2月23日午後3時。東京・銀座中央通りは紙袋を両手に持った人たちであふれ返る。約15分ごとにやってくる大型バスからはさらに多くの人が降りてくる。彼らが目指すのは、家電量販大手ラオックスの銀座本店だ。

中国の旧正月「春節」休暇(今年は2月18~24日)商戦が過熱している。中国の3大連休の一つで日本を訪れる人も多く、ラオックスでは今回、2014年に比べて来客数が2~3倍に膨らんだ。

高級ウイスキー取り合いに

ビザの発給要件緩和や円安を背景に、14年の訪日中国人数は前年比8割増の約241万人に拡大。購買力もすさまじく、14年10~12月の平均消費額は14万円弱と、外国人平均(6万円弱)を大幅に上回る(観光庁調べ)。2月は閑散期なだけに、新たな商戦期としての期待も大きい。

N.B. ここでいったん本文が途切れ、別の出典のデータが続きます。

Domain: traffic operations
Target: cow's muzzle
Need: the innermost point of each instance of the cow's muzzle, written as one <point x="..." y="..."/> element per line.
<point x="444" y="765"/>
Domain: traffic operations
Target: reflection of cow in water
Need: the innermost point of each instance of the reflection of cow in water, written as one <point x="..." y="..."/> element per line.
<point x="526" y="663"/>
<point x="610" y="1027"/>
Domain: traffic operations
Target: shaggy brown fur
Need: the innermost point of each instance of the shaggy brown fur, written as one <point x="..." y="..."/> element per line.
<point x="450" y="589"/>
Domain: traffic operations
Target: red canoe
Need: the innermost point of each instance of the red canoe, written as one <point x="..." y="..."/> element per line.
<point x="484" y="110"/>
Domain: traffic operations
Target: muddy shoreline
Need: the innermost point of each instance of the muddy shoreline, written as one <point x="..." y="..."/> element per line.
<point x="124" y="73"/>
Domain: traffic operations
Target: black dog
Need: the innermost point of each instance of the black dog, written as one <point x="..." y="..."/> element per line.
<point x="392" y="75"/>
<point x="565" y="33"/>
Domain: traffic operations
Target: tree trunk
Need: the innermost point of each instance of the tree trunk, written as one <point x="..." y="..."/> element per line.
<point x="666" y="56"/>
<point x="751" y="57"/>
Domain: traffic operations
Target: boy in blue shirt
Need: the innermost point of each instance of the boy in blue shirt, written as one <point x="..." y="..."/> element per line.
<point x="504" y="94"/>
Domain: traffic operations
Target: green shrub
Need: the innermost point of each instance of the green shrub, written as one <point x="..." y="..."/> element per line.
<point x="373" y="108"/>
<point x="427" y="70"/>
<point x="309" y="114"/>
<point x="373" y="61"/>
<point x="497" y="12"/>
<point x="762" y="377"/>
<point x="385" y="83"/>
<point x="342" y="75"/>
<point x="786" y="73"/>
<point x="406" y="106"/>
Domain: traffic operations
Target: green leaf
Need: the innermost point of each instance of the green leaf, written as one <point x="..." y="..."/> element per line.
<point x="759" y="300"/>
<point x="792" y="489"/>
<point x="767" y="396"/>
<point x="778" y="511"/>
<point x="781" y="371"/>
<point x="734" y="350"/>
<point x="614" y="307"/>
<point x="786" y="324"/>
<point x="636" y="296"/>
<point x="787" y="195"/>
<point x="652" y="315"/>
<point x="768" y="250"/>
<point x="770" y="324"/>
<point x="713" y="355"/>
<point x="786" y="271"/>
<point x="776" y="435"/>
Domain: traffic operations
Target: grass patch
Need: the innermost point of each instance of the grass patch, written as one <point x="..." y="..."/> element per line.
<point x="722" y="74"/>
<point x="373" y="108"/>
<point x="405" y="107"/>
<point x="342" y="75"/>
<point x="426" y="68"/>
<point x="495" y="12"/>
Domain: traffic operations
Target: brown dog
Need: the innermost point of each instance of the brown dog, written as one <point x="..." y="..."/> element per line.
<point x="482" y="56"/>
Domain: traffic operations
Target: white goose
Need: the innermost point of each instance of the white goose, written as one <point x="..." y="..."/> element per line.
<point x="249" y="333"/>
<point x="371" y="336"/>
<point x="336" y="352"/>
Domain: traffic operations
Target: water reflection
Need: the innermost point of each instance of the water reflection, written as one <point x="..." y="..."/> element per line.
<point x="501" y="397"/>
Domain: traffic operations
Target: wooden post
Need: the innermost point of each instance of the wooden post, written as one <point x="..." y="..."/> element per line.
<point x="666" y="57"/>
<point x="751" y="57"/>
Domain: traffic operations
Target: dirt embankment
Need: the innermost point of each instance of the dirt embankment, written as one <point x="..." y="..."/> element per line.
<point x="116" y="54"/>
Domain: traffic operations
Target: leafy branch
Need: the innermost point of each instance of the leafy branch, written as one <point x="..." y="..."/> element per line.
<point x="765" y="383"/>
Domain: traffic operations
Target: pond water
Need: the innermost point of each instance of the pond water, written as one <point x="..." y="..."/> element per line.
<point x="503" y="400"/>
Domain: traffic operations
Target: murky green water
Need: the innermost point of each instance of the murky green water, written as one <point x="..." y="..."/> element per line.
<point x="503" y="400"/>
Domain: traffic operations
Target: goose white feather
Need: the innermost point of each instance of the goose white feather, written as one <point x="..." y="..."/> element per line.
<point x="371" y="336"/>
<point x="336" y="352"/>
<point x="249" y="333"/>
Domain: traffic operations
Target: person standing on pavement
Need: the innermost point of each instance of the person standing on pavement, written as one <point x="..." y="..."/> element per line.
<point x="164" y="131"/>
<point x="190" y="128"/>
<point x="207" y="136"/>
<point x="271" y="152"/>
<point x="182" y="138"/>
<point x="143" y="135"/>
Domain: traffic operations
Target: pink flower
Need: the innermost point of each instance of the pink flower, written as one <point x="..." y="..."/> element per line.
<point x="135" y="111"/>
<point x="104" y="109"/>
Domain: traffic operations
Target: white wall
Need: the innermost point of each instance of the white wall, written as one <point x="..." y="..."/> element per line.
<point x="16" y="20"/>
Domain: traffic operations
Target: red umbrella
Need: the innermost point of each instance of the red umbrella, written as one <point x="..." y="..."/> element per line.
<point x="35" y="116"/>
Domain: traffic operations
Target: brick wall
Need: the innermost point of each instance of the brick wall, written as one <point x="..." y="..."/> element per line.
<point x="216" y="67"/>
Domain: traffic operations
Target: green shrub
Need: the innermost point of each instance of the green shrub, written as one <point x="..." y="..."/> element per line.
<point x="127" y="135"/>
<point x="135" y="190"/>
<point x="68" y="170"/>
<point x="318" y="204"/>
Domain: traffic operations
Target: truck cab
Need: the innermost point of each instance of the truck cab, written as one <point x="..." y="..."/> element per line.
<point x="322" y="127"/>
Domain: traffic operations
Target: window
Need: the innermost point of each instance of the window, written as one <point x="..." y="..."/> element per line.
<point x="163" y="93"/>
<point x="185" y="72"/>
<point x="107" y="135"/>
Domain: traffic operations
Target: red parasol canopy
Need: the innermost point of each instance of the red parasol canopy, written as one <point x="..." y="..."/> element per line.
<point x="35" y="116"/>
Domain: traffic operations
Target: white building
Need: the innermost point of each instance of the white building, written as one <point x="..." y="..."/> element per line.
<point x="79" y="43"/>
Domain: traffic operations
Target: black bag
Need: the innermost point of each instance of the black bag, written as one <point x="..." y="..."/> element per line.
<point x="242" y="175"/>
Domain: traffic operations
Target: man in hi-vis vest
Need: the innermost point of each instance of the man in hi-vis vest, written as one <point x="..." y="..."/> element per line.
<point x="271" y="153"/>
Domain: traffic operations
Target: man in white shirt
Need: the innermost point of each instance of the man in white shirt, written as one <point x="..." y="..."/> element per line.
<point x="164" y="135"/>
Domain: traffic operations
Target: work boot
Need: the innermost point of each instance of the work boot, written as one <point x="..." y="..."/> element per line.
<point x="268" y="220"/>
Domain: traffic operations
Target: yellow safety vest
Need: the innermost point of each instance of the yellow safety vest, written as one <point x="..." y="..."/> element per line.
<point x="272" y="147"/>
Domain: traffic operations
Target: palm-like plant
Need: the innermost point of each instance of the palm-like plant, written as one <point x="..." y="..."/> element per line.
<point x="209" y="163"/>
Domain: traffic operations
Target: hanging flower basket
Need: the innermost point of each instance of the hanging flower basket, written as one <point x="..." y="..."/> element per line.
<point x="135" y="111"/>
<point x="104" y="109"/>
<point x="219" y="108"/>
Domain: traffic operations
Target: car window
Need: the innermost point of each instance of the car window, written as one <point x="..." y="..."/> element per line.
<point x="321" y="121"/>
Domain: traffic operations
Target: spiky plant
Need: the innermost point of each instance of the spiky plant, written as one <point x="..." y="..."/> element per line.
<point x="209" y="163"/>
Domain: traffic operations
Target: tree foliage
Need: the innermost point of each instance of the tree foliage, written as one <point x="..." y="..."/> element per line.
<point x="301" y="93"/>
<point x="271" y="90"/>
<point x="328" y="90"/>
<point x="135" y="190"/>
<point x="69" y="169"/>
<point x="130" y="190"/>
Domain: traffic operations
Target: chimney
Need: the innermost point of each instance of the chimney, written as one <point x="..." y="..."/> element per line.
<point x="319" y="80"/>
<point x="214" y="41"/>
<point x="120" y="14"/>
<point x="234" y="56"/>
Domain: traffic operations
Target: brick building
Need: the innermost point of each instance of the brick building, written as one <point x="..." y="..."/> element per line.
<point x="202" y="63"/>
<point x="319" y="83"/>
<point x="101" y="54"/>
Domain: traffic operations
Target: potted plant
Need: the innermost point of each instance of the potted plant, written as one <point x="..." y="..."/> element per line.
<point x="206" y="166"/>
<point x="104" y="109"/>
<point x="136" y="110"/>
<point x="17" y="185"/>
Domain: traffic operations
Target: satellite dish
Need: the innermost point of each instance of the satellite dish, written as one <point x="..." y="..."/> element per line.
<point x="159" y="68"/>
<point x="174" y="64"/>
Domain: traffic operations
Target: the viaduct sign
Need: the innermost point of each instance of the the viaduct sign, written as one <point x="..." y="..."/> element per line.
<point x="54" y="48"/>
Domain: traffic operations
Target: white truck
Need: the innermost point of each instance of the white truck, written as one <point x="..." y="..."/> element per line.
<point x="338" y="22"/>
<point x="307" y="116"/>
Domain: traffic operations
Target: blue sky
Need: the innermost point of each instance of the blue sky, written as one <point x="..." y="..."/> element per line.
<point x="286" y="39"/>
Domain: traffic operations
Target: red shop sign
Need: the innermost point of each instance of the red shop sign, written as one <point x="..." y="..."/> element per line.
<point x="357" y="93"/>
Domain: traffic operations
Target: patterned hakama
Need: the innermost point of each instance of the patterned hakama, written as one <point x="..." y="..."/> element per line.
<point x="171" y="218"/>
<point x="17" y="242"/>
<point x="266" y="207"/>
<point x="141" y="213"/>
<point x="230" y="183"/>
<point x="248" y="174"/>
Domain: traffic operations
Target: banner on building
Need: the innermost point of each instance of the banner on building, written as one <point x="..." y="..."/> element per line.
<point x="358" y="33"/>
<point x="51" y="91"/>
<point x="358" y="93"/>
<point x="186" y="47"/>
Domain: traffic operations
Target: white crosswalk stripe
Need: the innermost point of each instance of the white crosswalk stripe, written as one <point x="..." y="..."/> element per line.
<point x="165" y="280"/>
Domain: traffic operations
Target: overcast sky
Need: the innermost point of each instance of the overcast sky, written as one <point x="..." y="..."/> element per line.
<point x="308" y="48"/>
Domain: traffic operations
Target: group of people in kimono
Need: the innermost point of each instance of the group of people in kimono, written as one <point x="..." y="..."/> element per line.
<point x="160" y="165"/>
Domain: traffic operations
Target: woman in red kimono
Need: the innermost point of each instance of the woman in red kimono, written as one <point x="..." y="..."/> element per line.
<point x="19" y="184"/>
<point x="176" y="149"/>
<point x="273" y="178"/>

ラオックスでは店頭に中国で縁起がいいとされる「8」並びの福袋を陳列。3000円台から、高級腕時計や真珠のネックレスが入った888万8888円のものまで、総額10億円、2万点を用意した。

09年に中国・蘇寧電器(現蘇寧雲商)と資本提携し、総合免税店へ方向転換してから中国人客が急増。今では全体の7割を占めるまでになった。

同じく家電量販のビックカメラにも中国人客が詰めかけた。売れ筋は日本製のカメラや炊飯器、過熱水蒸気レンジ。10万円近くする炊飯器などを一人で3~4台購入する人もいたという。約80万円の高級カメラも数台売れた。

高級ウイスキーの人気も高く、「定価約50万円のウイスキーを『2本買うからまけてくれ』というお客さんの後ろから『2本とも定価で買うから売ってくれ』というお客さんが現れた店もあった」(堀越雄・広告宣伝部長)。